The room boy who knocked at Lohithadas’ room to deliver his usual morning coffee found it open. The writer was not inside. The bed sheet looked crumpled, as if he had got out of the bed in a hurry. Through the window of the room, the boy saw Lohithadas. He was walking outside and looking up at the trees within the guest house premises, as if searching for something. He was talking non-stop to himself.

The boy ran outside. “Sir, what are you searching for?” he asked.

The writer didn’t seem to hear him. The boy ran after him and repeated the question. Lohithadas stopped abruptly. He was panting. “Every day I get up hearing the sweet sound of a bird. Today morning, I did not hear it. I know the bird is somewhere here. But why is it so silent?” Lohithadas asked. The boy stood perplexed.

Lohithadas’ films - the best of them - are like the man. They seem to teeter on the farthest, sharpest edges of sanity: A school teacher trying hard to remain human in a society that insists he is mad (‘Thaniyavarthanam’), a son who suddenly turns killer to protect his father (‘Kireedom’), another son who thinks of killing his father to get a job (‘Karunyam’), a weak-hearted father who has strange hallucinations about children being abused (‘Bhoothakannadi’).

A dozen of his characters, no wonder, have won state and national awards for superstars Mammootty and Mohanlal.

His protagonists seem to hang precariously on the edge of an emotional cliff, with winds of despair swirling maddeningly around them. It is just a matter of time before things could slip into a scream of raw insanity.

Lohithadas’ films are volcanoes waiting to erupt. But all these inner seethings are swathed in a delightful simplicity; in normal village life, in chaste language, in greenery, in the sound of birds.

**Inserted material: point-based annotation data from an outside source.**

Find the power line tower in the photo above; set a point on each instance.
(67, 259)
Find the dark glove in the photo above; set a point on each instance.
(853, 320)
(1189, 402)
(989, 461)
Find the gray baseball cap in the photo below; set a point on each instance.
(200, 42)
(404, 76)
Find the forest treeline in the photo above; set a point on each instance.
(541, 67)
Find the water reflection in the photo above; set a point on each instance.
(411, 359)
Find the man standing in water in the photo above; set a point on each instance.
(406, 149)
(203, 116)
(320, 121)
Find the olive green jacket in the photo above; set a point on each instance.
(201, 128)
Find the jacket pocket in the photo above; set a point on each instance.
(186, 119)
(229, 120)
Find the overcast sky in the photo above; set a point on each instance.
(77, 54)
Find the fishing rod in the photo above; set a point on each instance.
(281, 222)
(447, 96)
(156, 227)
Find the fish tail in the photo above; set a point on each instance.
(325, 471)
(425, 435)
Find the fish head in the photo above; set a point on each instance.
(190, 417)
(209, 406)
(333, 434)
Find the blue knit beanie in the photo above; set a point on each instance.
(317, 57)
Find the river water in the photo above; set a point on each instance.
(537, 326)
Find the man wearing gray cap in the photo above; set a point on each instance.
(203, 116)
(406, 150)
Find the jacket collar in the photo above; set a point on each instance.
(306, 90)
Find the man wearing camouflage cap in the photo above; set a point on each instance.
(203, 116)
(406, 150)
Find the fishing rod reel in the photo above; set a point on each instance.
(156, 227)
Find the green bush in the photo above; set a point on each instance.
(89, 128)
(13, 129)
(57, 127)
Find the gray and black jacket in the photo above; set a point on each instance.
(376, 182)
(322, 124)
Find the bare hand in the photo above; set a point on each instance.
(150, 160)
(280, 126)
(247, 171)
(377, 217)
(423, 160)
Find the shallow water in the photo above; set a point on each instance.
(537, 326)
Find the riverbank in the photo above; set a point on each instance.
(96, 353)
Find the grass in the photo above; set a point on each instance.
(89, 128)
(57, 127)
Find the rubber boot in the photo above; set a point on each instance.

The simplicity, however, does not come across as a cinematic conceit. It does not feel like Lohithadas has painted this normality to create a contrast that would heighten the consequent derangement. It truly feels as if the madness happens in spite of himself. Like his protagonists, Lohithadas, too, comes across as helpless, as a victim. In films like ‘Dasaratham’ he makes insanity seem normal, even comical, without a hint of sentimentality.

These strange turmoils were lapped up with surprising earnestness by a notoriously cynical Kerala audience. Some of his finest films - ‘Kireedom’, ‘Thaniyavarthanam’, ‘Bharatham’, ‘Dasaratham’, ‘Amaram’, ‘Veendum Chila Veettu Karyangal’ - were huge hits also. A honour Kerala has never extended to other stalwarts like K G George or Padmarajan.